Notre temps est compté. Passons le avec des gens essentiels !

Et la vraie question est : est-on soi-même essentiel ? A-t-on une vraie substance qui nous rend essentiel ? Nous devrions tous nous poser cette question.

Se demander si l’on est essentiel, ce n’est pas se demander si l’on est important pour quelqu’un, mais c’est se demander si l’on porte en soi une essence remarquable. Alors, bien sûr, cette essence peut vous rendre important aux yeux d’un autre, mais l’inverse n’est pas vrai car on peut très bien être important pour quelqu’un parce qu’on est dans un rapport de soumission, de domination, d’intérêt ou d’habitude.
Lorsque j’étais à la Bibliothèque Nationale, j’ai côtoyé des gens remarquables. Une magnifique jeune femme qui tapait directement sur son ordinateur la traduction française des Décrétales de Gratien sans quitter des yeux le texte en latin. Le Prince Bonbon (il offrait des bonbons à toutes les femmes qu’il croisait), ce vieux chilien torturé sous Pinochet et qui à la question « comment allez-vous ? » invariablement répondait : « Il faut que ça aille, sinon ils vous tuent ». Des dandys du savoir à la nonchalance calculée. Des laborieux inquiets aux regards de bête prise au piège. Des génies silencieux et fous. Des lumineux dilettantes abonnés à de perpétuelles vacances…
Bref, tout ça pour dire que j’ai rencontré dans gens hors du commun. Mais un seul m’a fait une impression ineffaçable. Il s’agit d’un philosophe allemand qui s’appelait Uwe. Je ne me souviens plus à quoi il ressemblait, je ne me souviens que de l’impression que l’on avait en sa présence. On ressentait une grande chaleur humaine, une humilité non feinte, un profond intérêt pour les autres et une intelligence abyssale. Lorsque deux chercheurs se rencontrent, la première question qu’ils se posent est : « sur quoi tu travailles en ce moment ? ». Et c’est l’occasion de penser à haute voix à un problème qui vous bloque depuis un moment. Lorsqu’Uwe vous posait la question, il écoutait attentivement votre réponse en forme d’interrogation puis vous posait une question, ou vous donnait un conseil ou vous faisait une remarque et à chaque fois il mettait le doigt sur le nœud gordien de votre problème et à chaque fois la solution vous apparaissait dans toute sa splendeur. Et si on le remerciait, il repoussait et retournait modestement le remerciement en disant que c’était lui qui avait appris beaucoup. Un accoucheur de l’esprit, un Socrate teuton voilà ce qu’était Uwe. Mais je ne veux pas donner l’impression qu’il n’était qu’une intelligence supérieure, cela allait au-delà de l’intelligence, il était d’une humanité supérieure.

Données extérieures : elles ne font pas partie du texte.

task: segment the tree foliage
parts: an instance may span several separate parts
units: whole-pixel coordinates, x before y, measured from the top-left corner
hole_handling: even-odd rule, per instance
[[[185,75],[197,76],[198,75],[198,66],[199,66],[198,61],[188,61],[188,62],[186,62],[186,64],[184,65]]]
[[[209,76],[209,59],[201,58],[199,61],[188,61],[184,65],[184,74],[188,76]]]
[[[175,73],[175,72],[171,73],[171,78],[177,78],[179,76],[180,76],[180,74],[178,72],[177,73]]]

Ce gars là avait une essence remarquable. Le jour où j’ai appris sa mort, j’ai été triste mais je me suis senti chanceux de l’avoir croisé sur mon chemin.

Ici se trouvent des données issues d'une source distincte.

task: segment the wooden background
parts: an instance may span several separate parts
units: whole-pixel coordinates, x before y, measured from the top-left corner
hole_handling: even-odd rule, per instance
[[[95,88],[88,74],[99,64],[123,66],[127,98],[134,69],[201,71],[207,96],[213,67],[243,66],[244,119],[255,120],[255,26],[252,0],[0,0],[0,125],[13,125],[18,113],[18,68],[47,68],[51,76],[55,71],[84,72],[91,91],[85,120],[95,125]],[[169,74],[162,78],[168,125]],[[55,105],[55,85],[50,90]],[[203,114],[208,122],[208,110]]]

Je ne pense pas qu’Il faut être exceptionnel pour être remarquable mais lorsque je dis que l’on doit se poser la question de son essence, je veux simplement dire que l’on doit s’interroger sur nos qualités et nos vertus, pas pour un indécent concert d’autosatisfaction mais dans le but de se rendre meilleur, de se rendre digne de la compagnie des autres êtres humains. S’il nous était impossible de devenir meilleurs alors les concepts de rédemption et de rachat seraient vides de sens.
Personnellement j’essaye d’être de moins en moins con… je ne suis pas sûr de toujours y arriver mais j’y travaille et j’espère être digne des gens qui me côtoient. Et inversement, j’ai décidé d’arrêter de perdre mon temps avec des personnes qui n’ont pas à mes yeux une humanité essentielle ou, et c’est finalement la même chose, ne veulent pas partager cette humanité.